Rou Jia Mo Chinese Hamburger


Shaanxi Province’s Intangible Cultural Heritage, or Rou Jia Mo, was awarded to the Chinese Hamburger this year. Even though the title isn’t exactly easy to speak, I think it’s an honor well-earned!

What is the name of this?

“Meat in Bun” is a straight translation of Rou Jia Mo, which we may conceive of like a Chinese sloppy joe or Hamburger. As a result, there is meat and a bun. The two will be discussed.

The pork filling is called La Zhi Rou, nearly 2,000 years old! That the Chinese were eating pig belly thousands of years ago is mind-boggling.

If La Zhi Rou was eaten as is, perhaps with rice or stuffed into a bun, I began to wonder: who was the first sandwich maker? If you will, the Chinese Earl of Sandwich.

Instead of rice, the Northern regions rely on the bun, aka “mo” (the Northerners’ word for mantou). Mo can be steamed or baked, depending on your preference. The mo is cooked in a wok or pan with the lid on.

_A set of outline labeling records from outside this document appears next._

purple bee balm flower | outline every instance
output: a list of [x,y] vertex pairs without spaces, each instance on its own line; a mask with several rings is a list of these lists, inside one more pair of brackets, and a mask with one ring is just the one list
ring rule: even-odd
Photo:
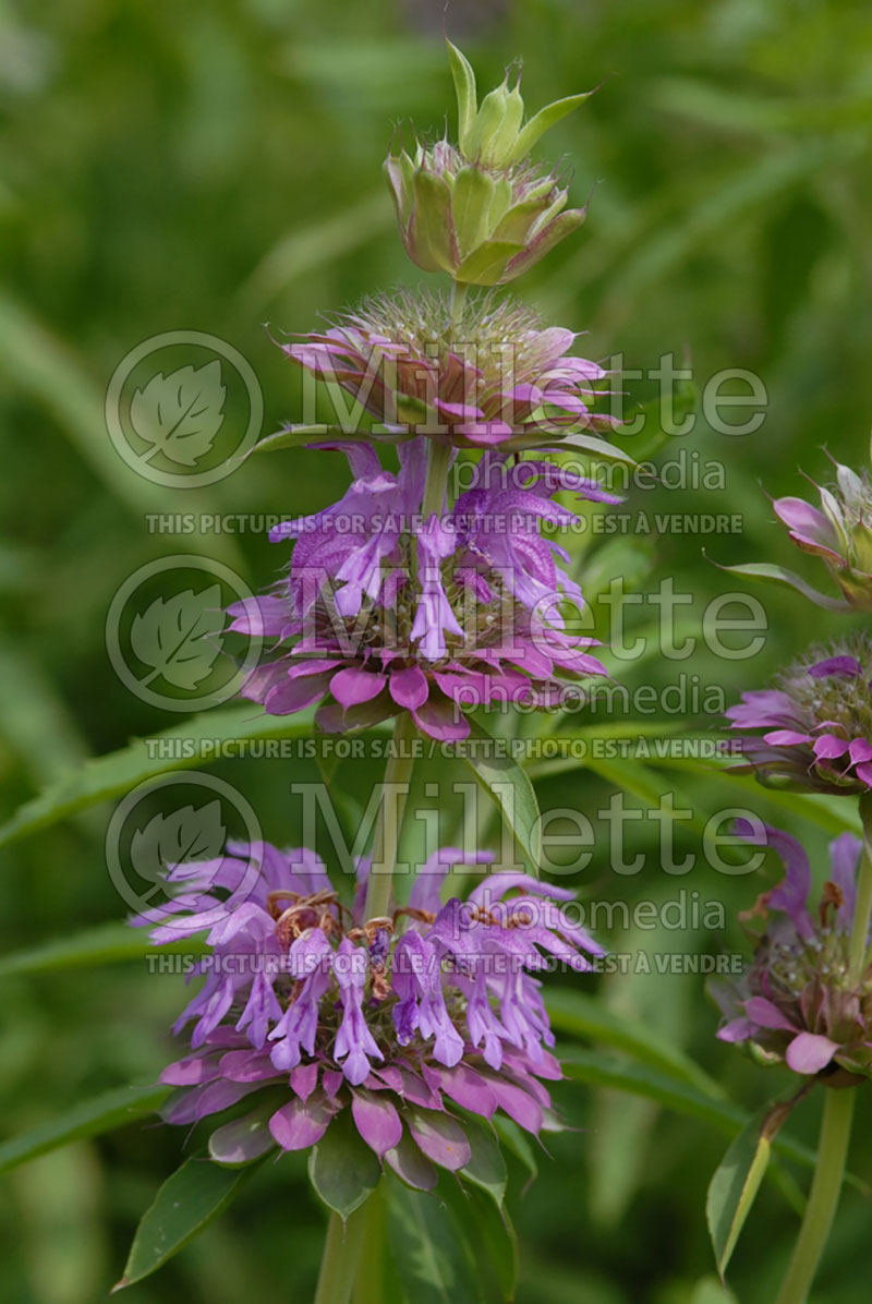
[[744,738],[764,784],[825,793],[872,788],[872,643],[868,635],[817,648],[786,670],[777,689],[743,692],[726,712],[734,729],[763,729]]
[[[811,867],[789,833],[747,820],[735,831],[769,845],[785,879],[765,892],[743,918],[755,941],[751,968],[736,985],[713,983],[726,1022],[718,1037],[743,1042],[768,1063],[786,1061],[795,1073],[834,1069],[872,1076],[872,971],[849,978],[849,941],[863,844],[851,833],[830,842],[830,875],[811,909]],[[751,925],[763,921],[763,932]]]
[[803,498],[776,498],[776,515],[806,553],[825,563],[847,606],[872,612],[872,482],[836,463],[836,484],[815,486],[820,507]]
[[[306,850],[236,846],[222,862],[171,868],[179,895],[153,940],[209,928],[211,951],[176,1024],[194,1022],[192,1054],[162,1074],[177,1088],[163,1118],[188,1124],[252,1095],[253,1112],[210,1144],[212,1158],[240,1163],[314,1145],[351,1108],[379,1159],[422,1189],[435,1185],[434,1164],[469,1162],[458,1108],[502,1110],[538,1133],[550,1110],[542,1082],[560,1069],[534,975],[549,957],[588,969],[585,953],[602,951],[564,917],[572,893],[524,874],[486,876],[465,901],[441,904],[452,866],[491,858],[443,848],[408,906],[378,919],[362,909],[368,862],[351,909]],[[239,867],[252,862],[261,872],[240,904]]]
[[375,438],[424,434],[516,451],[571,446],[574,433],[614,428],[593,411],[603,393],[593,386],[606,372],[570,355],[575,338],[544,329],[514,300],[468,300],[454,321],[446,296],[400,291],[282,348],[370,412],[385,426]]
[[546,707],[564,675],[605,674],[594,640],[567,631],[562,604],[584,602],[544,539],[544,520],[576,516],[553,501],[617,502],[596,482],[544,460],[485,452],[451,511],[421,520],[426,439],[400,447],[398,475],[371,447],[339,443],[352,482],[325,511],[276,527],[295,540],[280,591],[231,608],[232,629],[276,639],[244,687],[272,715],[321,703],[327,732],[411,711],[439,739],[465,738],[465,709]]

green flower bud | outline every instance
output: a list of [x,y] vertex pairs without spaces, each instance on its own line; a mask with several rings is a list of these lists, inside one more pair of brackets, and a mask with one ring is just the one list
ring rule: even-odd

In many instances, Northerners and Southerners in China have distinct cuisines, customs, and even languages. Northerners call their father “Da” or “Die, ” while Southerners call their father “Ba, ” There are some interesting tidbits here!



  • 2 lb. of pork belly
  • 3 cups of water
  • ¼ cup of Shaoxing wine
  • 12 grams of rock sugar
  • 2 tbsp. of light soy sauce
  • 1 tbsp. of dark soy sauce
  • 4 scallions (cut in half)
  • 3 slices of ginger
  • 2 star anise
  • 1 cinnamon stick
  • 1 black cardamom pod
  • 2 pieces of galangal (or sand ginger)
  • 1 tsp. of Sichuan peppercorns
  • 3 pcs. of bay leaves
  • Salt (to taste)
  • 1 cup of chopped cilantro


  • 3½ cups of all-purpose flour
  • 2 tsp. of active dry yeast
  • ¾ tsp. of salt
  • 1 to 1¼ cups of warm water


  1. Pork belly can be served whole or chopped into huge pieces, each around 4 to 5 inches in diameter. Fill a medium pot halfway with water, then add the pork belly. Bring the liquid to a rolling boil. Turn off the heat, remove the pork from the saucepan, and wash it under running water once it has turned opaque and seems cooked on the exterior. Remove the pot from the stove and wash it thoroughly.
  2. Using a new saucepan, add the pork belly, 3 cups of water, Shaoxing wine, rock sugar, light soy sauce, dark soy sauce, scallions, ginger and star anise, and cinnamon, black cardamom, and galangal. Boil everything together, then immediately turn it down and simmer for 90 minutes to two hours until the meat is cooked. A fork can be used to test it. If you can easily pull the fork out, it’s done. Avoid drying out the sauce by not using excessive heat during simmering. Taste and adjust the amount of salt.
  3. Make the buns while the pork is in the oven. In a large mixing basin, combine flour, yeast, and salt to make a smooth batter. Add the warm water in stages, mixing and kneading until the dough forms a ball. To make the buns chewier, knead the dough for an additional 10 minutes after it has been shaped into a ball. This can also be done with an electric mixer with a dough hook. The soft and easy-to-handle dough is what you want in a pie crust. When the dough has doubled in size, cover it and let it rest for about an hour at room temperature.
  4. After proofing the dough, knead it for 5 minutes to remove any air bubbles. Make 12 equal-sized pieces of dough by dividing the mixture in half. While shaping the buns, keep the dough balls covered with a dish towel to keep them from drying out.
  5. Each dough ball should be rolled out into a cigar-like shape before being used to form the buns. As a final step, roll it out into a longer but thinner strip before folding the two ends in half lengthwise. The loose end should be placed under the package. Press down with your palm on the side with the swirls facing up. Now, flatten it into a disc with a diameter of about 4 inches. To make all of the dough balls, simply follow these directions. Allow the formed buns to rest for 20 minutes under a dry kitchen towel before frying.
  6. The pan should be preheated to medium-high heat. Separate the buns by approximately an inch in the pan (no oil is necessary). Allow the buns to cook for 2 minutes on each side with the cover on. Your buns may burn if you use too high of a heat setting. Remove the lid and continue cooking the buns for a further minute after they’ve been cooked for 2 minutes on each side.
  7. Take the pork and finely chop it before serving it in a bowl. Add the chopped cilantro and the meat’s sauce to your desired consistency and mix it. Asian sloppy joes can be saucy or dry, depending on how much sauce you want to put on your sandwich. Toss everything together, cut up a bun and stuff it full of the meat.